Prokuratura postawiła zarzuty Szeremietiewowi
Przekroczenie obowiązków i ujawnienie tajemnicy państwowej lub wykorzystanie jej wbrew ustawie. To zarzuty jakie warszawska prokuratura postawiła Romualdowi Szeremietiewowi, wiceministrowi obrony w rządzie Jerzego Buzka. Jeśli zarzuty potwierdzą się, byłemu ministrowi grozi do pięciu lat więzienia. Śledztwo w tej sprawie zostało wszczęte ponad trzy miesiące temu po ujawnieniu przez media nieprawidłowości w resorcie obrony. Asystent Szeremietiewa miał domagać się od startujących w przetargach koncernów zbrojeniowych łapówek w imieniu swojego szefa.
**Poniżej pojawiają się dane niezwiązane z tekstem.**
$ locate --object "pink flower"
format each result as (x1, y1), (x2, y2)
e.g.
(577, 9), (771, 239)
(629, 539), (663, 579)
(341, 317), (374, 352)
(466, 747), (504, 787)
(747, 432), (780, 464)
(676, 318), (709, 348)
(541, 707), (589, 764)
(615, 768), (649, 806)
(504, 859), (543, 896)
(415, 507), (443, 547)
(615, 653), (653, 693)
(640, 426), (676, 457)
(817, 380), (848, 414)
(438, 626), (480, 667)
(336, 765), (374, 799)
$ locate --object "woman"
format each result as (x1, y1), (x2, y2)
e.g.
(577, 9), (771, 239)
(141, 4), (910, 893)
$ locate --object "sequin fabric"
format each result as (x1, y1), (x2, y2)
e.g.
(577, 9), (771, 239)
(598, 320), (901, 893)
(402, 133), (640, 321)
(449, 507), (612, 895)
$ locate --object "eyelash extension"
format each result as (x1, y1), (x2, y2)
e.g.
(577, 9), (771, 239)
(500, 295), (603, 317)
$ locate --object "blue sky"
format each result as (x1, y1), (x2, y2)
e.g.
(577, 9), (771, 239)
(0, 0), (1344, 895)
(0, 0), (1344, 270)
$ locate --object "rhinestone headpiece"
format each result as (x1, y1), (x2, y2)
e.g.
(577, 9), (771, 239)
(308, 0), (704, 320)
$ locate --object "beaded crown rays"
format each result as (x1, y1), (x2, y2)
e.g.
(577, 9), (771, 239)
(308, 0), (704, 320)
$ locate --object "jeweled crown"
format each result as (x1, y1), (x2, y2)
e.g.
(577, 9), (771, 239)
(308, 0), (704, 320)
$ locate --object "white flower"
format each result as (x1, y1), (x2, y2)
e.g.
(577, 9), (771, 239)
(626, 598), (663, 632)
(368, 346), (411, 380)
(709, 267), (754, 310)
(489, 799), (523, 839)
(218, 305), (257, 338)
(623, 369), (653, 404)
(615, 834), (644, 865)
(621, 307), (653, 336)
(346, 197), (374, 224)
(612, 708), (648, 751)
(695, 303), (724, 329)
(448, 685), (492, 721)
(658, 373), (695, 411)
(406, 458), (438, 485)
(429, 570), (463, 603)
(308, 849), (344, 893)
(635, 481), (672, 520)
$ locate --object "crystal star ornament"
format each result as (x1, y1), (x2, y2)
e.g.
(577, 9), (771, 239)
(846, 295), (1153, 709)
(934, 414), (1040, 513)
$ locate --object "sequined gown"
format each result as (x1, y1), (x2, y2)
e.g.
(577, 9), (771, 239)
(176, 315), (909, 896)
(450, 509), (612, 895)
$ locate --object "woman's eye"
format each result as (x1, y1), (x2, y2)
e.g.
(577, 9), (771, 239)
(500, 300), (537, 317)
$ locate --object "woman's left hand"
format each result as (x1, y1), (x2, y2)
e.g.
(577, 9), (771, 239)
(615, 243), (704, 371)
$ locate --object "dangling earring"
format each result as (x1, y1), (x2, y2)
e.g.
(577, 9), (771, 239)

Zbigniew F. miał mieć również dostęp do tajnych wojskowych materiałów. Znaki zapytania w stosunku do samego Szeremietiewa pojawiły się też po tym jak minister kupił okazały dom pod Warszawą. Jego cena była o wiele za wysoka nawet jak na ministerialną pensję. Szeremietiew został więc zawieszony a potem odwołany ze stanowiska. Sąd aresztował również Zbigniewa F. pod zarzutem bezprawnego dostępu do tajemnic i ukrywania tajnych dokumentów. Zatrzymano go po spektakularnej akcji antyterrorystów na promie płynącym do Szwecji.